No morro, 350 crianças padecem pela não-ação de um órgão público que não fez o que deveria no tempo certo. Desde sempre, há 50 anos, a ação social da entidade que as abriga é reconhecida e respeitada por todos. Pela incúria da autoridade pública, a "conta" será paga pelas crianças. A falta da tal certidão – CND – impede o recebimento dos recursos que alimentam, educam e acolhem os rebentos. Pediu-se juiz ao caso.
O direito virou barbárie e crianças, velhos e leitões continuam desiguais. A equidade, o senso de equilíbrio e de utilidade na aplicação da lei perderam-se num (in)compreensível mundo de convicções e solipsismos judiciários. Firulas e "argumentos de autoridade", exóticos aos estudiosos, tem vindo ornamentados por ensimesmamentos e descompromisso; nos restou a libertação dos leitões e das tripas fazer coração para salvar os humanos das iniquidades e do sistema, a cada dia mais autocentrado.
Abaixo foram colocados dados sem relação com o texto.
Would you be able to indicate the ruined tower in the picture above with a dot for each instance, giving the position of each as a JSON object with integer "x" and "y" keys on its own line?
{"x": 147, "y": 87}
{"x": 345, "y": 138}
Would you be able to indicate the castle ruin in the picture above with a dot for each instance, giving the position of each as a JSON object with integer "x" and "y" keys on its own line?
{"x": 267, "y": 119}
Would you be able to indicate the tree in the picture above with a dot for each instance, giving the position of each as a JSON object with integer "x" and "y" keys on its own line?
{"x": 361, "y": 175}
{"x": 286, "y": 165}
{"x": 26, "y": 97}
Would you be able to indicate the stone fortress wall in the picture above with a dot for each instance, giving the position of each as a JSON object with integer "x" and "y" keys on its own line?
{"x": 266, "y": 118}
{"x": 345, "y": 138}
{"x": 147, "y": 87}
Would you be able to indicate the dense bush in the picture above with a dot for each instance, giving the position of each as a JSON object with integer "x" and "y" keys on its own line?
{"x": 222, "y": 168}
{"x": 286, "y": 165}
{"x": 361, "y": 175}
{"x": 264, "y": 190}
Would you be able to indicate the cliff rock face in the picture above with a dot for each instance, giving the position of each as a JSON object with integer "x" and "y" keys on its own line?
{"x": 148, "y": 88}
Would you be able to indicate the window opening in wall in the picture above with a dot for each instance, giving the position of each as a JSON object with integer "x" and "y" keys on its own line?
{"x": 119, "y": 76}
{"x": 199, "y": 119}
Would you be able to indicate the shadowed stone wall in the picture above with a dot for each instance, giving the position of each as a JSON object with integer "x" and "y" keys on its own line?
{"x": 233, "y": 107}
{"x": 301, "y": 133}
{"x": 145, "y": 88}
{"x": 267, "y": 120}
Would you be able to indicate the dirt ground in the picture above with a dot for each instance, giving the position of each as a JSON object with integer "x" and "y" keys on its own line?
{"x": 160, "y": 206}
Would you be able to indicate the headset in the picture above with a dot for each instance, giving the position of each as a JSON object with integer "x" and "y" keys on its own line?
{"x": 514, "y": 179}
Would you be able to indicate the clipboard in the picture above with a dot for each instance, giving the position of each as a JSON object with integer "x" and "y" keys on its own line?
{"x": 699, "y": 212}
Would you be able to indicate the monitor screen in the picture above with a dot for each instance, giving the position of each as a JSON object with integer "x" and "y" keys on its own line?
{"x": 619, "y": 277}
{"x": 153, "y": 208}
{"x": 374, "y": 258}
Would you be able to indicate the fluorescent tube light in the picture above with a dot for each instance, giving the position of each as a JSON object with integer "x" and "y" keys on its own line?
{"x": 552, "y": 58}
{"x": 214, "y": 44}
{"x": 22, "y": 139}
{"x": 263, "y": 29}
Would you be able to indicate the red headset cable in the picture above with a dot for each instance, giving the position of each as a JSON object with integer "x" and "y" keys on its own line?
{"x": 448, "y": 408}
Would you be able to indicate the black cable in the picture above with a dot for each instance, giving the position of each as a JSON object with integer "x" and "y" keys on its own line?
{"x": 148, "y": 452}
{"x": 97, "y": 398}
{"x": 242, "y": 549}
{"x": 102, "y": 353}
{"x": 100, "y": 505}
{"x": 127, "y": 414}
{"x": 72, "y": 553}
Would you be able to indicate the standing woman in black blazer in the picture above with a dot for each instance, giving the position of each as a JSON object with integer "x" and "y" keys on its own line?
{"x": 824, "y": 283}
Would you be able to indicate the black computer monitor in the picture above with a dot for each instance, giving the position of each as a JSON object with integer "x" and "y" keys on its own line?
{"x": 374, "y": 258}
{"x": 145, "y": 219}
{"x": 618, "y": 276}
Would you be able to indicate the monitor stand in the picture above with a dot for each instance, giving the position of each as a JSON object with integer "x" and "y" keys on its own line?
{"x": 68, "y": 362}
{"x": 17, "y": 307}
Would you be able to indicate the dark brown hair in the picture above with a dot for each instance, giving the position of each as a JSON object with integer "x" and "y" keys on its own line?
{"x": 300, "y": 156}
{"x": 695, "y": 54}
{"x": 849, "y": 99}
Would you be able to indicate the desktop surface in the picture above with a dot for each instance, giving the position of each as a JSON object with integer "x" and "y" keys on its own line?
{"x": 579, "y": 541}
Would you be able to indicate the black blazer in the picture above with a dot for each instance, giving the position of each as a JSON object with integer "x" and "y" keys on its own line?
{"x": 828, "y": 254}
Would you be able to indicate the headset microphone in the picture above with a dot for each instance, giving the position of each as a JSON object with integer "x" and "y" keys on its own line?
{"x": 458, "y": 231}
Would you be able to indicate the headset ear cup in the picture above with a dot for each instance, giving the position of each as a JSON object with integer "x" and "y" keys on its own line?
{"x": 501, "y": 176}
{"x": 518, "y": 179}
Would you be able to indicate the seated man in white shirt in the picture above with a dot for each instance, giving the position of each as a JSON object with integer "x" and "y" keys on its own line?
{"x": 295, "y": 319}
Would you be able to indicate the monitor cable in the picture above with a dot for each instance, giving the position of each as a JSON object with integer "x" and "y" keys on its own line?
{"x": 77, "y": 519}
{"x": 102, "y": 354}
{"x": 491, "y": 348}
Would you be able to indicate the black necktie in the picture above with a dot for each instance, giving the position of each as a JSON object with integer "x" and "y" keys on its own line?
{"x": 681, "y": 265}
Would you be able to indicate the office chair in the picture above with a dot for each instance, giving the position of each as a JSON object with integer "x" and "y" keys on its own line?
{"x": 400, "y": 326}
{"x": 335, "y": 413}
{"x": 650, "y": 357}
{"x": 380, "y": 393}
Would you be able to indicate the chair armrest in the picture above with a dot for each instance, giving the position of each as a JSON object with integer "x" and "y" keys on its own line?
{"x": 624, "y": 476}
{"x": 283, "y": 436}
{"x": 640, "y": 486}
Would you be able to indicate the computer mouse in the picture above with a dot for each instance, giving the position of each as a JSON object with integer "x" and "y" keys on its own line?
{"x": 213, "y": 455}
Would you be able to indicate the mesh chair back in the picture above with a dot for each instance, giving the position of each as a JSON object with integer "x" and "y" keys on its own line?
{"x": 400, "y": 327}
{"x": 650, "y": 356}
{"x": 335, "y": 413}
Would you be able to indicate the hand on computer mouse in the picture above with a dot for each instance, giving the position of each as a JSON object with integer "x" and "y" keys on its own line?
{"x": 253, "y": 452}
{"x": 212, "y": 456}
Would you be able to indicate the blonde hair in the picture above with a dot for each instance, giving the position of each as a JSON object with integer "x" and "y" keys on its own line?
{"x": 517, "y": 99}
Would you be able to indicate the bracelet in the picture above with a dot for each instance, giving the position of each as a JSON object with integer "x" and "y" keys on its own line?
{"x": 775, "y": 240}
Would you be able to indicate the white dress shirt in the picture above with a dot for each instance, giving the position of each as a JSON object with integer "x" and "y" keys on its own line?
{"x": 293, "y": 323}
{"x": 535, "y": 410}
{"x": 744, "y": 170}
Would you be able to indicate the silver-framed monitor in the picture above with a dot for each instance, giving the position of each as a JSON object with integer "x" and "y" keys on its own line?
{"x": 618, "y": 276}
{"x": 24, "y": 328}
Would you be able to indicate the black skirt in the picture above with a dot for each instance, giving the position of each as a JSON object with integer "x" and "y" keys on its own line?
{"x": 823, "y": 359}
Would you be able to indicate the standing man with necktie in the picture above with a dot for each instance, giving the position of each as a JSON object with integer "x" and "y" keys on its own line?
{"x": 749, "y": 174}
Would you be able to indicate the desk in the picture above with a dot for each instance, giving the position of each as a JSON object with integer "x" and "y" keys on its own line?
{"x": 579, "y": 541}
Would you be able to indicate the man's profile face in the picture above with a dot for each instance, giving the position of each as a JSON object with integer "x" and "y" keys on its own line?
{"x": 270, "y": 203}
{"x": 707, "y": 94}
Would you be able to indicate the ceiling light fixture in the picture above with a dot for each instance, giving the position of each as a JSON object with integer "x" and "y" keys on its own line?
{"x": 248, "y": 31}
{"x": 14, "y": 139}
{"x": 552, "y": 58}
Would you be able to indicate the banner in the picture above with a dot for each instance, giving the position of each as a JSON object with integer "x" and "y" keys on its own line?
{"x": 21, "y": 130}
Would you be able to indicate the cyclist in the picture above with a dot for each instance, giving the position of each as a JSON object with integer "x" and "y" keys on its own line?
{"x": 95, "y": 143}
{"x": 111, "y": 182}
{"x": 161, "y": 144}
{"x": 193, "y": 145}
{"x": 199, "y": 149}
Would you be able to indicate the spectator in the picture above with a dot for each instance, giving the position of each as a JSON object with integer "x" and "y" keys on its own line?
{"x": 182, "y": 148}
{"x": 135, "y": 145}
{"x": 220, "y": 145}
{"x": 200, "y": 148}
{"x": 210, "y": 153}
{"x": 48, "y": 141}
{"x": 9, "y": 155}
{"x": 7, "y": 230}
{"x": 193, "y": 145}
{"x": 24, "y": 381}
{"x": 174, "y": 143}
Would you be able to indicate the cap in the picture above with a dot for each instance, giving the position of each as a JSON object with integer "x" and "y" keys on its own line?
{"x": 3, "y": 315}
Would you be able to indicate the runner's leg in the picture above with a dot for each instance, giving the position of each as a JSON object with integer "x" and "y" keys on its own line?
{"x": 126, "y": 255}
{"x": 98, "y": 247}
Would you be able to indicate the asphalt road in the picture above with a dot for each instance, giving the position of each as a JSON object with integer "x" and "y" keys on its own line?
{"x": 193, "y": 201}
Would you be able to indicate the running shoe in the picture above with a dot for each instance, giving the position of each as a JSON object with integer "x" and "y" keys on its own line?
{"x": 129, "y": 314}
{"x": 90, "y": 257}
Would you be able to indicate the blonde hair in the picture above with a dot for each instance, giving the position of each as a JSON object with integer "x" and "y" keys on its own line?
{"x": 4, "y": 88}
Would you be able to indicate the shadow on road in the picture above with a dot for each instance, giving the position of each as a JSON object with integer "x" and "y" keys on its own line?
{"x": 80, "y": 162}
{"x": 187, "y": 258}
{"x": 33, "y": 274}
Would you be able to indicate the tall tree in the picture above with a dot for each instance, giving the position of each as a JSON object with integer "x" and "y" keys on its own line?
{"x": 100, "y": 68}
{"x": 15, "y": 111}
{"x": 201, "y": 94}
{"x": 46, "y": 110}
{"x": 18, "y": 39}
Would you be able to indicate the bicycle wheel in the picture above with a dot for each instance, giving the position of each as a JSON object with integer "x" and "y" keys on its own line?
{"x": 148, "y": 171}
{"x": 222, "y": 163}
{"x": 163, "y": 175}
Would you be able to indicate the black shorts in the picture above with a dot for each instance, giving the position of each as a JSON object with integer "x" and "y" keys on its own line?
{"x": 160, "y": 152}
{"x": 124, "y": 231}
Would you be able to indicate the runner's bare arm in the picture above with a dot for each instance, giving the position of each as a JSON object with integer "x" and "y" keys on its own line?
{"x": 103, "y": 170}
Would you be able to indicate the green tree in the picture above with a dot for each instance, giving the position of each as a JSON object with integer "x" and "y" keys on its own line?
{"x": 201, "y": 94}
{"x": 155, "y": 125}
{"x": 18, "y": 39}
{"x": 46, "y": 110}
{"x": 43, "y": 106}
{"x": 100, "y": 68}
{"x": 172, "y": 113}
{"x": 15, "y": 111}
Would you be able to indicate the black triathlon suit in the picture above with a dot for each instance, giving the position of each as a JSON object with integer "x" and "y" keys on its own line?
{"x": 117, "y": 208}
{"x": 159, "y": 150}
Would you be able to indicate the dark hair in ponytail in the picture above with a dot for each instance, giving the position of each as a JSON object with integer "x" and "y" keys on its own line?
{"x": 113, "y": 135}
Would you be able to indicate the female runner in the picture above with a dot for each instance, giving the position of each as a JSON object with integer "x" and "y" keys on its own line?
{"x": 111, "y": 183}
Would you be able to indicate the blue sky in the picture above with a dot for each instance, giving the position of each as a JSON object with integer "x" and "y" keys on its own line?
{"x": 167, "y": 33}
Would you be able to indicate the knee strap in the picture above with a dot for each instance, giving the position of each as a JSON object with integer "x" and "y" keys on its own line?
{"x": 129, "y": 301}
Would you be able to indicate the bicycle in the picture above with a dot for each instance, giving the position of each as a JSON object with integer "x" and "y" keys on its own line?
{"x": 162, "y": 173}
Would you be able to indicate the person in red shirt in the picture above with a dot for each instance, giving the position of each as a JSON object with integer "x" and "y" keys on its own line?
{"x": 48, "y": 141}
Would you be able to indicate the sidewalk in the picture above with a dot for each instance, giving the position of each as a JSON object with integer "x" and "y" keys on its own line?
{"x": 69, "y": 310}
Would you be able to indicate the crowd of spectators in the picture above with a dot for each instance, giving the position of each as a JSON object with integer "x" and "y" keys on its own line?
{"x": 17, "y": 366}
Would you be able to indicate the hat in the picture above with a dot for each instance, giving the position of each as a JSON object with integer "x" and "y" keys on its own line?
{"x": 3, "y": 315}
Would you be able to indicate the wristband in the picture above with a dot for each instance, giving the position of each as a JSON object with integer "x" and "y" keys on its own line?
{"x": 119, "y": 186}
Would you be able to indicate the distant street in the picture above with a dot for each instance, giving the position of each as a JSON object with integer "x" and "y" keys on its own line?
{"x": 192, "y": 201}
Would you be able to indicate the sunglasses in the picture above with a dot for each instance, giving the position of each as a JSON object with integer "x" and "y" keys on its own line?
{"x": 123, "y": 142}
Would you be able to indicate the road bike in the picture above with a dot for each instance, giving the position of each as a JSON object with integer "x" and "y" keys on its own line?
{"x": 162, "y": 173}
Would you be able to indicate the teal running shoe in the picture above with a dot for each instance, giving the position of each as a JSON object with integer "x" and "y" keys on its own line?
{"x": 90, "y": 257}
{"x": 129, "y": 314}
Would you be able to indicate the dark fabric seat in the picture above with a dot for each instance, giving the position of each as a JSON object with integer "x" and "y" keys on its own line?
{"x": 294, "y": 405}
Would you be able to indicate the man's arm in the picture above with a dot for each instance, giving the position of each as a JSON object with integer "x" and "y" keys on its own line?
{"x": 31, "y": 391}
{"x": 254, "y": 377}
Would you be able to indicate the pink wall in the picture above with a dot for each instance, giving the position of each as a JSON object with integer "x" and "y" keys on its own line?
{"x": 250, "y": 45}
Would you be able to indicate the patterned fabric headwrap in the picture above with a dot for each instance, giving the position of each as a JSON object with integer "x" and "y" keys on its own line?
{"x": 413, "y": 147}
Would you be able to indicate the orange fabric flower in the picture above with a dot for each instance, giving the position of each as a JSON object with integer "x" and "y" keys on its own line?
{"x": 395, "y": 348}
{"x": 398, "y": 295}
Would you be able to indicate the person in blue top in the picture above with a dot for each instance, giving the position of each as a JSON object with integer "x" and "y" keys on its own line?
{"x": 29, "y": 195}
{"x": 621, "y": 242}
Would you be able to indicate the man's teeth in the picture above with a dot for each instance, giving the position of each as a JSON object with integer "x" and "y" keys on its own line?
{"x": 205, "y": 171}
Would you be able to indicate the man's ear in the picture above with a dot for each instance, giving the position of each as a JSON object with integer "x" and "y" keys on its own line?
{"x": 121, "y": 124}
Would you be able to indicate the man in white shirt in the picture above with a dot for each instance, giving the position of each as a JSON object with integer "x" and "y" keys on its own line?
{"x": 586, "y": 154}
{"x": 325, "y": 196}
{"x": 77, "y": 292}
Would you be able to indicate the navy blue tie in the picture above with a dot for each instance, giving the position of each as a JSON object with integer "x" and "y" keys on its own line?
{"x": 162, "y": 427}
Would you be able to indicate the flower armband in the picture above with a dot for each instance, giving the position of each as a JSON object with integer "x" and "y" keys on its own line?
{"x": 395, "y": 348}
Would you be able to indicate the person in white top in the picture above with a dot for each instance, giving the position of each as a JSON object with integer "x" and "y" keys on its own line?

Pobre leitão liberto! "Salvo" pelo justo, fostes mandado para o presunto que empanturrará as mesas dos justos e dos solitários convictos. E não me diga que me disseram, tirando o finado leitão, destas contendas, participei e perdi: com a velha, com as crianças e com o leitão, creia, restar-nos-á adornar mesas para os que ainda podem comer, sobreviver e esvaziar a "Justiça".